Maths P3 s10_qp_31.

[deathvalley]

Can anyone explain the question 7, part ii and iii briefly for me . I looked on the marksheme and still don't get it if you don't mind, can you show it on the diagram for the part ii ?
Here is the link
http://www.xtremepapers.net/CIE/Interna ... _qp_31.pdf
Many thanks

 

[Zishi]

Although, I'm in AS Level but as I've done O level add maths, so I thought that I'd be able to help you. But the link isn't working for me. :s

 

[DragonCub]

The solution is shown in the attached image. Guess it does not differ much from the MS's answer

In the Argard-diagram complex number field, any notations like |A-B| represents the distance between point A and B.
So the question can be interpreted as: the distance from 1 to Z should not exceed that from i to Z; the distance from u to Z should not exceed 1.
For the first condition, you should quickly think of the perpendicular bisector (p.b.) - the line on which each point has an equal distance from the two terminals of the bisected line segment. So in the diagram, the points should exist on the right side of the p.b. in order to get closer to point 1.
For the next condition: FIXED point u, FIXED distance 1 - a circle is demonstrated out. So draw a circle with u as the centre and 1 as radius. The point should lie inside the circle.
Then here comes the answer: Right side of the p.b. AND inside the circle.

 

[WellWIshER]

wt abt solution to part 3?

 

[rz123]

can anyone tell me whats chain rule, did not understood from the book...

 

[OakMoon!]

In calculus, the chain rule is a formula for computing the derivative of the composition of two or more functions.
The chain rule formula states dy/dt=dy/dx*dx/dt... This formula is used when there are three variables instead of two. Different rules of calculas are derived from this rule.

 

[usman]

wt abt solution to part 3?

In this part, u need to consider a point in the shaded region such that the line joining the origin (i.e. the intersection of the imaginary and real axes) to the selected point makes the least angle with the real axis [i.e. arg(z) is min]. Applying common sense, one almost immediately realizes that such a point shud lie on the intersection of a tangent to the bottom part of the circle i.e. a line wich passes through the origin and touches (only once) the bottom part of the circle.

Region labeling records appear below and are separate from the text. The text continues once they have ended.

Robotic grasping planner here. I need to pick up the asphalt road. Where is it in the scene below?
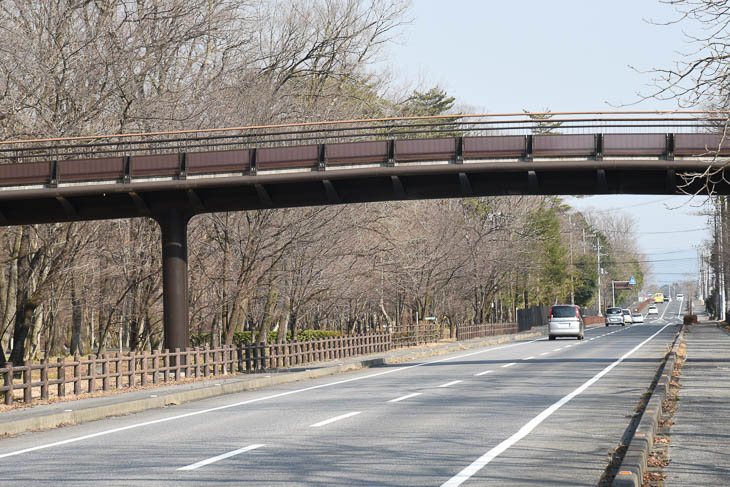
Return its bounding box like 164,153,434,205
0,301,681,487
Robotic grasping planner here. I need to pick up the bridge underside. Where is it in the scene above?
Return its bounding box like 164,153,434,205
0,160,730,226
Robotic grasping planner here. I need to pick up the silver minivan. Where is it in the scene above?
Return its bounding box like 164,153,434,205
548,304,585,340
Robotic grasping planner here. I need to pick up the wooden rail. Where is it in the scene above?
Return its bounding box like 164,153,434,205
456,323,518,341
0,323,517,406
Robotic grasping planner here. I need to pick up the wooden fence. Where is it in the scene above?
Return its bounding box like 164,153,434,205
391,323,441,348
0,333,392,405
0,323,517,405
456,323,518,341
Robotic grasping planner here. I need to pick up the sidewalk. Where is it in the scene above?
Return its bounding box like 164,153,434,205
664,321,730,485
0,327,545,439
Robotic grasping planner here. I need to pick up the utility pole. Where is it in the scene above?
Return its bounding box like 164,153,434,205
596,234,603,316
568,215,575,304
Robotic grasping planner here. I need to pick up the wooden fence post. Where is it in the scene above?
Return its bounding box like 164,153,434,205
101,353,111,392
88,355,96,394
5,362,14,406
41,358,48,401
56,358,66,397
74,353,81,396
23,360,33,404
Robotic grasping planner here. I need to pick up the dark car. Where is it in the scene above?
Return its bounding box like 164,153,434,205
606,307,624,326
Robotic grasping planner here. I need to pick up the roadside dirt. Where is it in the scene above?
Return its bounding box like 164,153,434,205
642,340,689,487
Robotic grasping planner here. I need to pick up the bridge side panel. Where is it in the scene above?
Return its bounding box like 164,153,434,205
0,162,51,186
532,134,596,157
186,149,250,174
131,154,180,178
674,134,730,156
395,137,456,162
256,145,319,170
464,135,527,159
58,157,124,182
327,140,388,166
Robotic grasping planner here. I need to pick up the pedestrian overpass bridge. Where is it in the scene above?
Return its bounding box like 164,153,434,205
0,112,730,349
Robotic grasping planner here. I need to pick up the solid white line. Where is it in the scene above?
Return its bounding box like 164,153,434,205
0,338,545,459
309,411,361,428
178,445,265,470
388,392,423,402
441,325,669,487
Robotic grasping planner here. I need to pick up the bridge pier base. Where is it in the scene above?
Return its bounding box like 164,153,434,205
155,209,191,351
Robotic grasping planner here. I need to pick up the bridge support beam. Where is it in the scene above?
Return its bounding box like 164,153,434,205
155,209,192,351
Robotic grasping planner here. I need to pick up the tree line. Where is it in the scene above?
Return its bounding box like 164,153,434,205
0,0,642,363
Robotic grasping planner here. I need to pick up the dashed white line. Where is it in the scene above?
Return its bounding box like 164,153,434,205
309,411,362,428
388,392,423,402
178,445,265,470
441,325,669,487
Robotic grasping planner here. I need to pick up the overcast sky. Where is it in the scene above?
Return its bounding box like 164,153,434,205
387,0,709,284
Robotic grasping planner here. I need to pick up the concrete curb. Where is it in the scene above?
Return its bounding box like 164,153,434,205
0,331,545,437
611,326,685,487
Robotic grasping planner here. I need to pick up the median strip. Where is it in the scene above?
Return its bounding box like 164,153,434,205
441,325,669,487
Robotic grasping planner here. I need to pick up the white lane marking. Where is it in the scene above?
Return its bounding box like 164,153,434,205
388,392,423,402
309,411,362,428
178,445,266,470
0,338,545,459
441,325,669,487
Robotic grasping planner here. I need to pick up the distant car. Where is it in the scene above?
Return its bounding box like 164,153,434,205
548,304,585,340
621,308,634,324
606,308,624,326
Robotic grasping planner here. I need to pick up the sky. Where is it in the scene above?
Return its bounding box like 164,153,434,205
386,0,710,285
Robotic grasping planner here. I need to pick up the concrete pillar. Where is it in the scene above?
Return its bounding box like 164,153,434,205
155,209,191,350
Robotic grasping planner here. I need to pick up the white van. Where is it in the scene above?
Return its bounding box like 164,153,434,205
548,304,585,340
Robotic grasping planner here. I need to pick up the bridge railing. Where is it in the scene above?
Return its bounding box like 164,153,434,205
0,111,728,163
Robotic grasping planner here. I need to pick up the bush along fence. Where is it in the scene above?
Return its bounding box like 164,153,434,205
0,323,518,405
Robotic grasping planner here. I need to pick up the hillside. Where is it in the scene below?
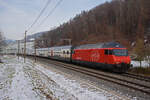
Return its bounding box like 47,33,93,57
37,0,150,48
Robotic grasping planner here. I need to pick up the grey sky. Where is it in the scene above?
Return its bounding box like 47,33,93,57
0,0,111,39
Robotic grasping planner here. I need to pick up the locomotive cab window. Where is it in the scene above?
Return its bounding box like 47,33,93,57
105,49,113,55
113,49,128,56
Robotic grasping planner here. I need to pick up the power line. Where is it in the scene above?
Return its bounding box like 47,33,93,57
35,0,63,27
27,0,51,31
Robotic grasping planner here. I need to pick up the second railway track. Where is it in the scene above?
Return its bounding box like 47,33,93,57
28,57,150,95
42,60,150,95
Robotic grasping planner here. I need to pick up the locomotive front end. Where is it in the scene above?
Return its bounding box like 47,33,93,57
113,49,131,72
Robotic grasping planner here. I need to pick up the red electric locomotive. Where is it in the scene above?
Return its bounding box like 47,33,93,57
72,42,131,72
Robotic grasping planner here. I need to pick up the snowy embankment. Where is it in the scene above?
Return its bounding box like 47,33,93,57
0,56,130,100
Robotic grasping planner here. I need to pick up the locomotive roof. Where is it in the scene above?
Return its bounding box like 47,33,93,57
74,42,125,49
50,45,72,50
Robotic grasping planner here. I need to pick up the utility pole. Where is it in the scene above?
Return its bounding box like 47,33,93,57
61,39,72,45
34,39,36,63
18,40,20,60
24,31,27,63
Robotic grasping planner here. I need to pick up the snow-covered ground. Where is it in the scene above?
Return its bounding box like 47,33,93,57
0,56,131,100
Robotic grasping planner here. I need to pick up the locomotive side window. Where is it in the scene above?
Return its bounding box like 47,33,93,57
109,50,113,55
72,50,75,54
105,50,113,55
113,49,128,56
67,51,69,54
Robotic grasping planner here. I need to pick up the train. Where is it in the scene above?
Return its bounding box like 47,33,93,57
4,42,132,73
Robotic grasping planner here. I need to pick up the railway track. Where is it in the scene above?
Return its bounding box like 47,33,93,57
41,61,150,95
123,73,150,82
25,57,150,95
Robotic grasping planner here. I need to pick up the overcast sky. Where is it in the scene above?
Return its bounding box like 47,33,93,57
0,0,111,40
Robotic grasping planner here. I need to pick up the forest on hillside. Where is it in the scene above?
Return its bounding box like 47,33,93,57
36,0,150,47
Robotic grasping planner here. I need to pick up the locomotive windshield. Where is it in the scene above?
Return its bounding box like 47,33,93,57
113,49,128,56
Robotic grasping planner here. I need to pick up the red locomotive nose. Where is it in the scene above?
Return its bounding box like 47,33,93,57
114,56,130,64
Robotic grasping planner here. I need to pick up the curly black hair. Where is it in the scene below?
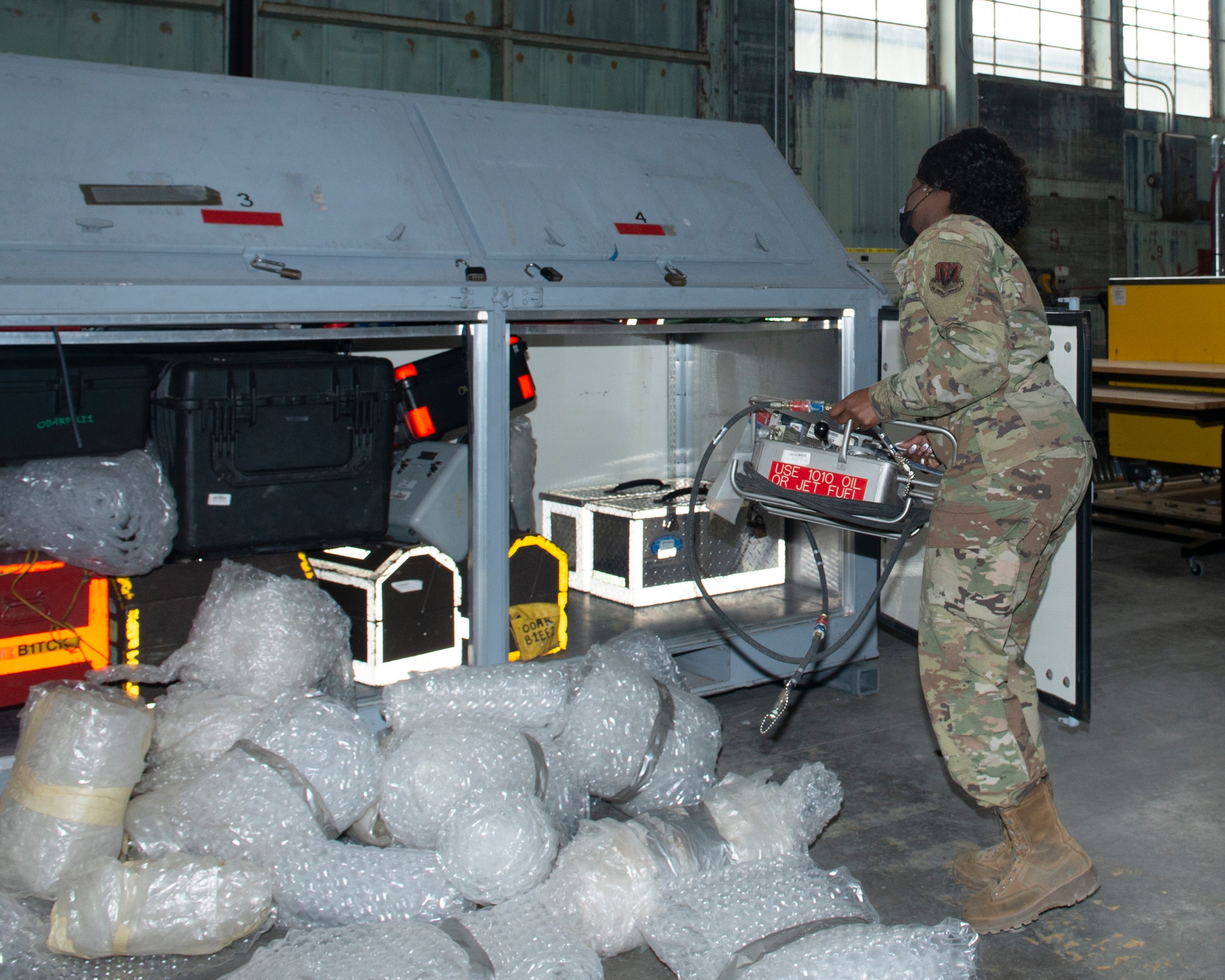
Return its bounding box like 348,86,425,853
918,126,1029,239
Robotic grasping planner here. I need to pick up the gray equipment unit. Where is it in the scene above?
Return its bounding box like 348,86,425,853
387,442,468,561
0,55,884,684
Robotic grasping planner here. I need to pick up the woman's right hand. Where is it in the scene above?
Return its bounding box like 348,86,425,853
898,432,940,467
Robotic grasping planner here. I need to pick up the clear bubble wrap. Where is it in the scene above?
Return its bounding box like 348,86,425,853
250,695,382,832
456,895,604,980
48,855,272,959
136,682,268,793
379,719,543,850
736,919,982,980
266,840,472,926
99,561,353,701
703,762,843,861
439,790,557,905
557,641,722,812
0,450,179,576
227,922,472,980
0,681,153,899
382,659,577,733
642,855,880,980
544,820,660,957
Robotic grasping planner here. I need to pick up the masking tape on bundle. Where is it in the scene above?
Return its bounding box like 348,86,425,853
4,762,132,827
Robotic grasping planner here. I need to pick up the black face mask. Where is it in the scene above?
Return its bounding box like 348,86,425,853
898,187,936,249
898,208,919,249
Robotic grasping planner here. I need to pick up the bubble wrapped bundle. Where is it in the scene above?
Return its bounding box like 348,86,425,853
0,450,179,576
0,892,69,980
523,729,592,842
47,855,272,959
250,695,382,832
557,647,722,811
736,919,982,980
456,895,604,980
379,719,544,850
533,820,660,957
136,684,268,793
439,790,557,905
382,660,576,733
642,855,880,980
702,762,842,861
99,560,352,701
266,840,472,927
0,681,153,899
227,922,473,980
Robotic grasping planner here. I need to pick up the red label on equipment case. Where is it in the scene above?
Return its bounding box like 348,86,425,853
200,207,282,228
614,222,665,236
769,463,867,500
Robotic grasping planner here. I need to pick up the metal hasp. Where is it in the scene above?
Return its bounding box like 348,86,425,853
0,54,884,663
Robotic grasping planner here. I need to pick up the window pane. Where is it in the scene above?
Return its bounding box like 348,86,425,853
821,13,876,78
1136,10,1174,31
996,38,1039,70
1042,11,1082,50
1042,44,1080,77
1174,17,1208,38
1174,67,1212,116
1174,34,1208,70
876,0,927,27
822,0,876,20
795,10,821,75
974,0,995,38
996,65,1041,81
996,4,1038,43
876,23,927,85
1136,27,1174,65
1174,0,1208,22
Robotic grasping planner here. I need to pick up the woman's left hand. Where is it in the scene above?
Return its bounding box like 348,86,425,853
829,388,881,429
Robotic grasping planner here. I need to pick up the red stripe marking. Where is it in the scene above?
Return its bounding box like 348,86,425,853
615,222,664,235
769,462,867,500
200,207,282,228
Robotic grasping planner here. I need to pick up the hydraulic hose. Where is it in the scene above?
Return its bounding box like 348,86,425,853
688,404,931,735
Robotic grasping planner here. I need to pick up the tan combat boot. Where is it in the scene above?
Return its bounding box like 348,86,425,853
953,833,1012,892
962,779,1101,932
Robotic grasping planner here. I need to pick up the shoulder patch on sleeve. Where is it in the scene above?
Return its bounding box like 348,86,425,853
916,241,984,320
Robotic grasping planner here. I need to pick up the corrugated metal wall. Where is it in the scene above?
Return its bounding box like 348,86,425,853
795,75,944,249
0,0,225,72
256,0,701,116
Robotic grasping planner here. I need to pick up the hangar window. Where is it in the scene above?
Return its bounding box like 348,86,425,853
974,0,1083,85
1123,0,1212,116
795,0,927,85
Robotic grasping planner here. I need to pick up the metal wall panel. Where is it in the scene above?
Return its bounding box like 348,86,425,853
0,0,225,72
256,0,701,116
795,75,944,249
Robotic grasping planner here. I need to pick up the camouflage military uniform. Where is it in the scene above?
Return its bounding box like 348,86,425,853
869,214,1093,806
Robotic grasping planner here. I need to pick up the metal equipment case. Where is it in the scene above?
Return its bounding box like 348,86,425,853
540,480,786,606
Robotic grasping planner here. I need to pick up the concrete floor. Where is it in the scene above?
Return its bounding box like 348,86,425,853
0,530,1225,980
605,530,1225,980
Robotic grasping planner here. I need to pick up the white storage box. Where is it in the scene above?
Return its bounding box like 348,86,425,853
307,545,468,687
540,480,786,606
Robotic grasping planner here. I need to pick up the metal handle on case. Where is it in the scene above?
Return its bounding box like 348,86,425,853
884,419,957,466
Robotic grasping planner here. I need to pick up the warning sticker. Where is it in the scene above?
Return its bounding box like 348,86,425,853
769,462,867,500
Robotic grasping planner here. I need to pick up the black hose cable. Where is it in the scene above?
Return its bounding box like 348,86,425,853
687,404,930,735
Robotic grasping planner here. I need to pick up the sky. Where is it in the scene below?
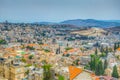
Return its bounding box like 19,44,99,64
0,0,120,22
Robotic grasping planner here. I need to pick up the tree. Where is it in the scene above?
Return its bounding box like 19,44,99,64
95,60,104,76
114,43,117,51
58,75,65,80
112,65,119,78
29,55,33,59
95,48,98,55
42,64,52,80
104,59,108,70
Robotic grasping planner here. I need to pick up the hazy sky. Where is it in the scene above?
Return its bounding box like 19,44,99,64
0,0,120,22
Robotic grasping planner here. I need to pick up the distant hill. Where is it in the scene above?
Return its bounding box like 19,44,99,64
103,20,120,23
61,19,120,28
70,27,107,37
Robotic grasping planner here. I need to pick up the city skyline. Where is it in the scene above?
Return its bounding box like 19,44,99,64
0,0,120,22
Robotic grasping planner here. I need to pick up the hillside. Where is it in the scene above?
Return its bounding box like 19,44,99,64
71,28,107,37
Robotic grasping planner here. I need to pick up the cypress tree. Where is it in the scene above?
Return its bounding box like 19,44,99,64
104,59,108,70
112,65,119,78
95,48,98,55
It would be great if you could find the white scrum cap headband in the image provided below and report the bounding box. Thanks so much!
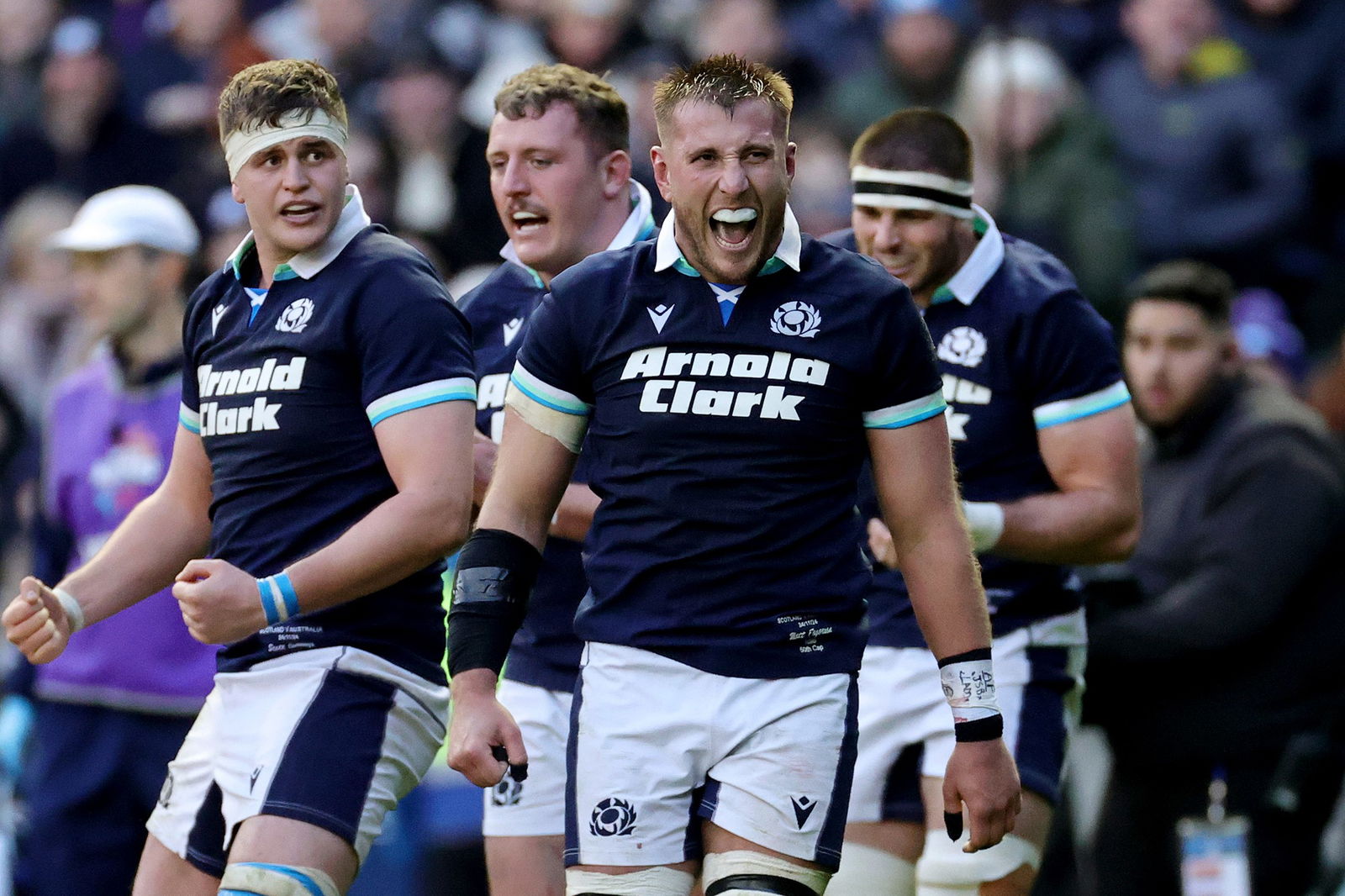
[224,109,350,180]
[850,166,977,218]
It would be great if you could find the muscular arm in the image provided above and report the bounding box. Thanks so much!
[993,403,1139,564]
[472,432,600,540]
[277,401,473,612]
[59,426,213,625]
[448,408,578,787]
[868,417,990,656]
[868,414,1021,851]
[0,426,211,663]
[173,401,473,645]
[476,408,587,551]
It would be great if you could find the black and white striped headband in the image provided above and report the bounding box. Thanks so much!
[850,166,977,218]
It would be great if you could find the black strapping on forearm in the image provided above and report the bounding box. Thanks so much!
[448,529,542,676]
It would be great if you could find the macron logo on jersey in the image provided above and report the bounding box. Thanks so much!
[197,358,308,436]
[646,305,677,332]
[621,345,831,419]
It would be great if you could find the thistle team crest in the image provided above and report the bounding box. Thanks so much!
[771,302,822,339]
[276,298,314,332]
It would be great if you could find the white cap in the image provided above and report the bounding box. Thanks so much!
[963,38,1071,97]
[50,186,200,256]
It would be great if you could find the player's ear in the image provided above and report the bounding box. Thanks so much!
[650,146,672,202]
[603,150,632,199]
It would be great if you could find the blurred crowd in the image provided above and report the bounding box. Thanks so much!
[0,0,1345,888]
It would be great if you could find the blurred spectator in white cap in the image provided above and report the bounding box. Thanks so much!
[957,38,1135,324]
[0,16,171,213]
[825,0,973,143]
[5,186,215,896]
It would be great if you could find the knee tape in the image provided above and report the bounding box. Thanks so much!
[565,867,695,896]
[701,849,831,896]
[219,862,340,896]
[916,830,1041,896]
[827,842,916,896]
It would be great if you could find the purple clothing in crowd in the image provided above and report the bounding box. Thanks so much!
[35,350,217,713]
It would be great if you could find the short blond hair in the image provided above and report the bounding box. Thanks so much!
[654,54,794,140]
[495,62,630,156]
[219,59,350,143]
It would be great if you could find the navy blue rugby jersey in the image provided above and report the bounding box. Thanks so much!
[513,205,944,678]
[457,180,654,692]
[180,187,476,683]
[827,206,1130,647]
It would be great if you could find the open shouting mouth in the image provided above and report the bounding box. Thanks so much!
[710,208,760,251]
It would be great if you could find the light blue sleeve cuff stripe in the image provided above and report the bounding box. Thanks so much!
[232,862,323,896]
[368,394,476,426]
[1031,381,1130,430]
[365,377,476,426]
[863,389,948,430]
[509,362,592,417]
[271,573,298,619]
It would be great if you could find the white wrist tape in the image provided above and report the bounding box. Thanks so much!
[939,659,1000,724]
[51,588,83,635]
[962,500,1005,554]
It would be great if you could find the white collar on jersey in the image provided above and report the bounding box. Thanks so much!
[500,177,654,271]
[654,204,803,276]
[943,203,1005,305]
[224,183,374,280]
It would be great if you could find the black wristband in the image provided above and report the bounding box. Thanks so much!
[939,647,990,668]
[944,714,1005,744]
[448,529,542,676]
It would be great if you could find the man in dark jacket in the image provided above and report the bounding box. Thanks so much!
[1088,261,1345,896]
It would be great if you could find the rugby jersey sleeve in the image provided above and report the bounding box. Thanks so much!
[352,260,476,426]
[509,289,593,419]
[177,277,215,436]
[1018,291,1130,430]
[862,284,946,430]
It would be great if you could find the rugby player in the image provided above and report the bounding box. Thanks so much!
[449,56,1020,896]
[4,59,475,896]
[459,63,654,896]
[827,109,1139,896]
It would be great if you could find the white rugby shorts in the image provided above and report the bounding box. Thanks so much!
[565,643,858,871]
[146,647,448,878]
[482,678,573,837]
[849,609,1084,825]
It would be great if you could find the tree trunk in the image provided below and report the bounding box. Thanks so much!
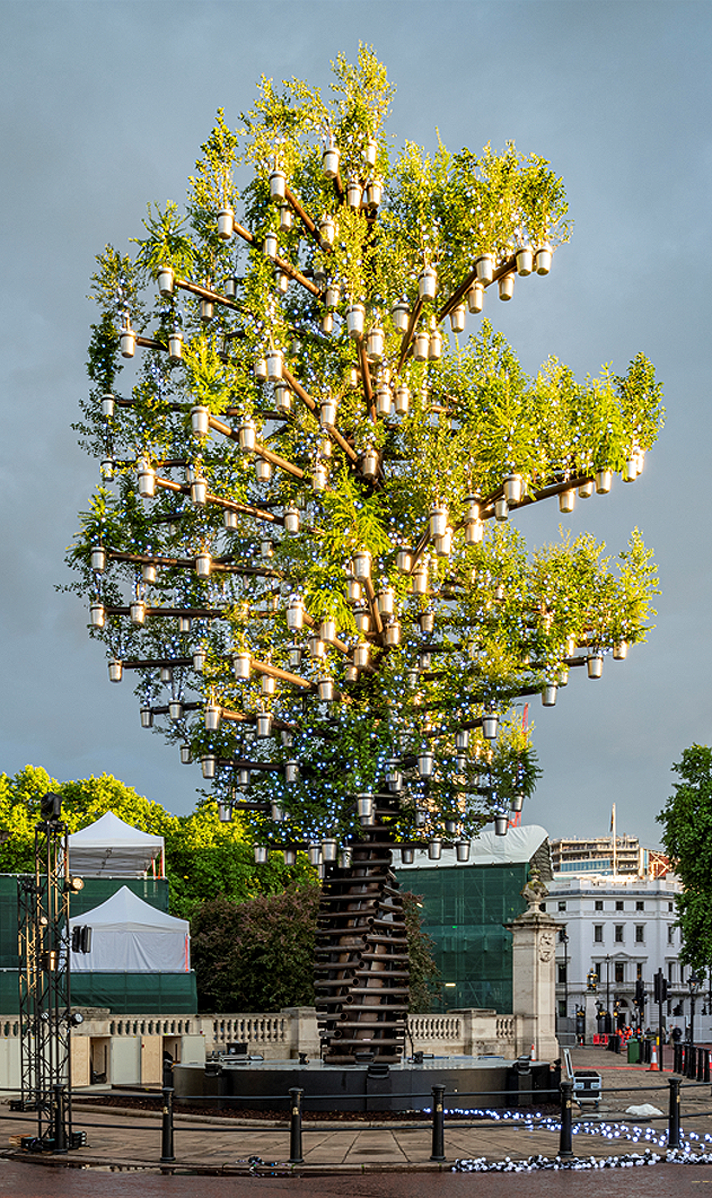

Now, since the tangent to a circle is normal to its radius (i.e. tan_I_rad), the line joining the origin to "u" will be a hypotenuse; the line joining "u" to intersection of -->tangent (to the circle) and radius (of the cricle)<-- will be a perpendicular while the line joining the origin to the intersection point will be a base.
Hence, (radius of the circle)^2 + [min{Arg(z)}]^2 = [sqrt(8)}^2
Since the radius of the circle = 1 unit ----> min{Arg(z)} = sqrt(7)


I m afraid this is too "long and tedious" an explaination......;p


Anyways i hop this helps..!